Paula Patton and Denzel Washington in Deja Vu |
Cast: Denzel Washington, Paula Patton, Val Kilmer, Jim Caviezel, Adam Goldberg, Elden Henson, Erika Alexander, Bruce Greenwood, Rick Hutchman, Matt Craven, Donna W. Scott, Elle Fanning. Screenplay: Bill Marsilii, Terry Rossio. Cinematography: Paul Cameron. Production design: Chris Seagers. Film editing: Jason Hellmann, Chris Lebenzon. Music: Jared Lee Gosselin, Harry Gregson-Williams.
Tony Scott's Deja Vu (the screen title doesn't have the accent marks) is a Scott specialty: a hyperactive thriller with a charismatic star. Denzel Washington's casual savoir faire as an uncannily savvy agent for the Bureau of Tobacco, Alcohol and Firearms keeps the movie alive as it ventures out from conventional crime-solving into time travel sci-fi. The movie opens with the sinking of a New Orleans ferry by a mad bomber. Washington's Doug Carlin is on the scene to investigate, and immediately starts finding clues that everyone else has missed. (He investigated the Oklahoma City bombing, so he has some expertise to bring to bear.) So he's asked to join a federal team headed by Agent Pryzwarra (Val Kilmer) that's using a top-secret spyware gizmo that allows them to look back in time at the moments surrounding the explosion. Carlin thinks that a woman named Claire Kuchever (Paula Patton), who actually died before the explosion, is somehow linked to it. It's convenient that Claire was also quite pretty, so Carlin gets somewhat more fascinated with her case. So when he learns that the technology can potentially be used not only to look at the past but also travel to it, you can see where this is headed. There's the usual sci-fi talk about time lines and altering history, but Scott keeps things moving along through it, so although what happens probably doesn't make sense, it's hard to care. Washington gets good support from a lively cast.
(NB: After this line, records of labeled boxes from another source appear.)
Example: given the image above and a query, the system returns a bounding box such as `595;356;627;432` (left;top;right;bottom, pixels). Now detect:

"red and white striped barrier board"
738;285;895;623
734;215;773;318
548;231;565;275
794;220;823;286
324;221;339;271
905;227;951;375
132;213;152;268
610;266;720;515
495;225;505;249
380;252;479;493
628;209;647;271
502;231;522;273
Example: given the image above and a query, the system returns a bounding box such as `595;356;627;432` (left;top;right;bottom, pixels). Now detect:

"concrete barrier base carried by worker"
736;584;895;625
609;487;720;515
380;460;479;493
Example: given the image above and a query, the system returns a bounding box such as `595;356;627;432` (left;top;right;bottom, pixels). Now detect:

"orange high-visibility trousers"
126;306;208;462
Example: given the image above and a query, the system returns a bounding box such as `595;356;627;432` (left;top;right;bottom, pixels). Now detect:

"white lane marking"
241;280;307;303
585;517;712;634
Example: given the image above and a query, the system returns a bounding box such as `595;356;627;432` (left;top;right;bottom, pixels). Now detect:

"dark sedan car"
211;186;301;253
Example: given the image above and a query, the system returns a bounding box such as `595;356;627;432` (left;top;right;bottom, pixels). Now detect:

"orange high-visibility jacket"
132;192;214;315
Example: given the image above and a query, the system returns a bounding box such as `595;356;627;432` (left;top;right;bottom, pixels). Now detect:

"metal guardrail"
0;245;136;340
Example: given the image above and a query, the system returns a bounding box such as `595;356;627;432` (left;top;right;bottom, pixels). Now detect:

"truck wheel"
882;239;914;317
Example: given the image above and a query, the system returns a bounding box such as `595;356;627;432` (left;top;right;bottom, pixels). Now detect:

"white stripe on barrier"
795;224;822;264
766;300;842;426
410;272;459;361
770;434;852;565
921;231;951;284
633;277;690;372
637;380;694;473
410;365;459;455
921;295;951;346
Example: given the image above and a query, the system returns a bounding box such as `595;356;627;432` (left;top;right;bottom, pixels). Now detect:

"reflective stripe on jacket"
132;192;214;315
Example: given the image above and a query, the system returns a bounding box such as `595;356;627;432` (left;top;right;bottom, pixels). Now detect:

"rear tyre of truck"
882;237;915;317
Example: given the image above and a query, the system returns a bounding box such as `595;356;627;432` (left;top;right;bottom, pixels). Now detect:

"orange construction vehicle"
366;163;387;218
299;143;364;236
Linda Manz and Dennis Hopper in Out of the Blue |
Cast: Linda Manz, Dennis Hopper, Sharon Farrell, Don Gordon, Raymond Burr, Leon Eriksen, Fiona Brody, David L. Crowley, Joan Hoffman, Carl Nelson. Screenplay: Leonard Yakir, Brenda Nelson. Cinematography: Marc Champion. Production design: Leon Eriksen. Film editing: Doris Dyck. Music: Tom Lavin.
You'd think that a film that begins with a truck barreling into a school bus full of kids couldn't get any worse. Out of the Blue does. The unpleasantness has only begun for the driver of the truck, Don (Dennis Hopper); his wife, Kathy (Sharon Farrell); and their daughter, Cindy (Linda Manz), known as Cebe -- short for "citizens' band," as in radio. Don goes to prison, Kathy is a heroin addict, and Cebe, in her early teens, does whatever she wants, which includes idolizing Elvis Presley and Sid Vicious, running away from home, and loving her father until she confronts the truth about him. The truth is not pretty. Despite the efforts of a child psychologist, Dr. Brean (Raymond Burr), to rescue Cebe from her dysfunctional parents and aimless life, the outcome is bleak. In the original script, Dr. Brean played a more positive role in Cebe's life, but when Hopper took over as director he was of a different mind. Let's just say that this is a painful, harrowing movie with some gritty performances and a grim determination to face the unpleasant fact that some lives are doomed. Is it a good film? Well, some films transcend such questions, and Out of the Blue is one of them.